Chapter 3 - Minimal Robot Selves

#########################

 

 

On the Essence of Minimalness

 

The classic image of free will, or Libertarian Free Will, has it being instantaneous in time and above the laws of physics. Often implied with this LibFW is it always being thorough, effortless, never failing, never needing improvements, requiring no physical energy, and not requiring intelligent maneuvering.

Sharply contrasting is minFW, which offers a very small amount of comparable freedom, and comes it at a very high price! Plus, it’s not freedom WHEN you want it; you must wait for it. Not a metaphysical bargain by a long shot, but that’s biology for you!

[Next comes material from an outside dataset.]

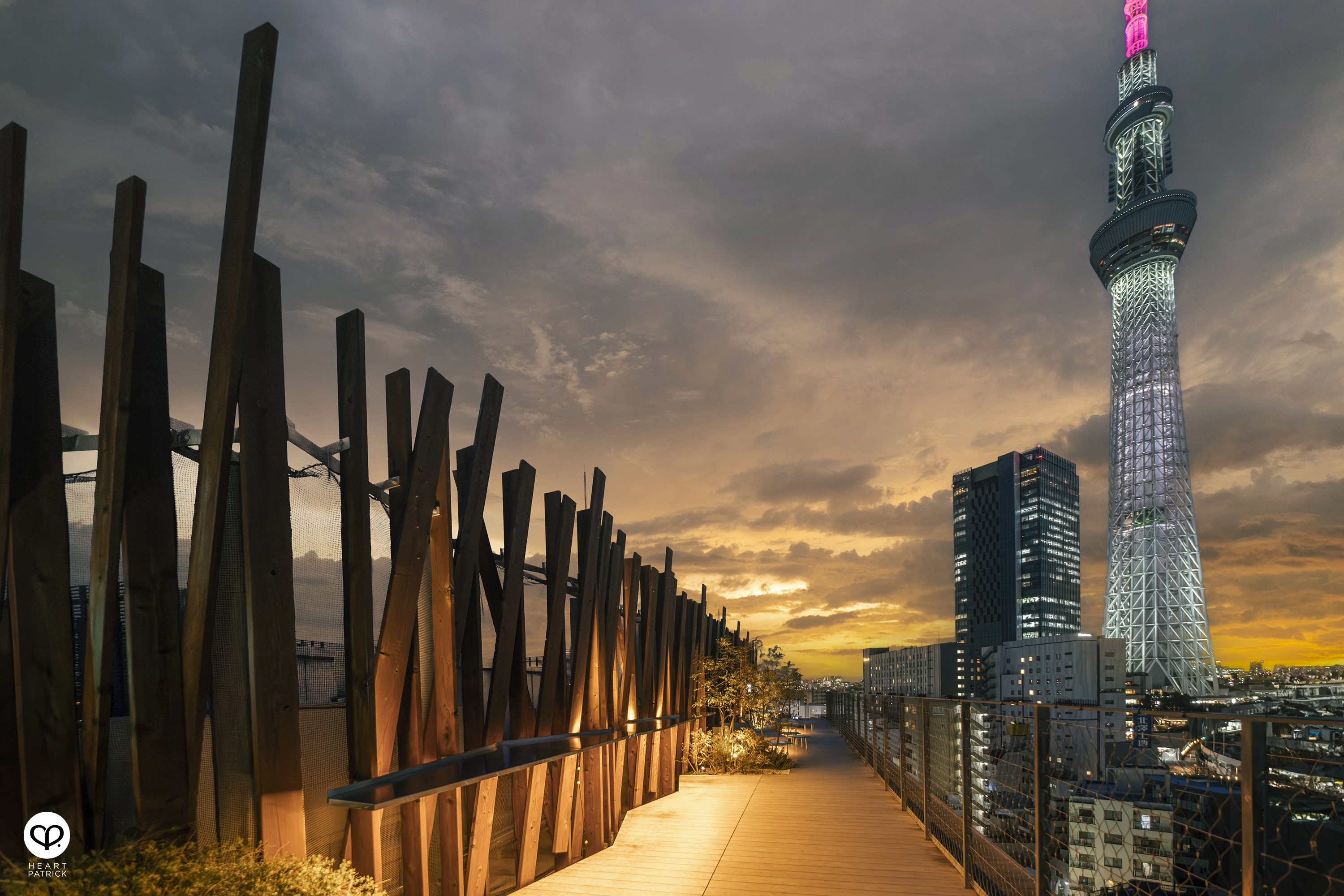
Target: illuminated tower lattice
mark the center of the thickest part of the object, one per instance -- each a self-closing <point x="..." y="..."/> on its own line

The freedom in minFW comes in being able to self-adjust our synapses, so that we are better robots the NEXT time we need to perform. But that self-adjustment is difficult, and not guaranteed. It takes good DNA and good teachers, and energy, and applied smarts. It also often takes repetition, and clever settings of our human rudders and sails, much like the sailboat’s limited.

So, minFW is not at all the glamorous kind freedom most FW theorists and poets want, which is on-the-spot and immediate. LibFW can be made to sound beautiful, but that’s not the type of freedom that is really needed in everyday life and survival. Too much of that kind of freedom can even be dangerous. The needed freedom is the kind that is restrained for safety.

I have slowly come to view immediate, total LibFW as more of an excessive lust, and in the category of religion/philosophy/poetry. It just doesn’t seem to have any value as an everyday tool for real life. Who would hire a worker who was known for their wild unpredictable behavior on the job, when highly constrained behavior within well-defined limits is what is needed of them?

By contrast, minFW is NOT the ability to suddenly make a “free” move out-of-the-blue, but to gradually and carefully nudge one’s life course in a desired, pre-set direction, using determinism in the process. This mechanism is, again, similar to how a sailboat operates. It is highly constrained freedom, within well-defined limits.

 

*/*/*

 

So why does minFW and its deep minimal-ness sound like it’s a degradation of human life down to the clunky level of a robot? It’s because this needs to be more thoroughly thought through. It’s new and unfamiliar, with lots of distortions in the background.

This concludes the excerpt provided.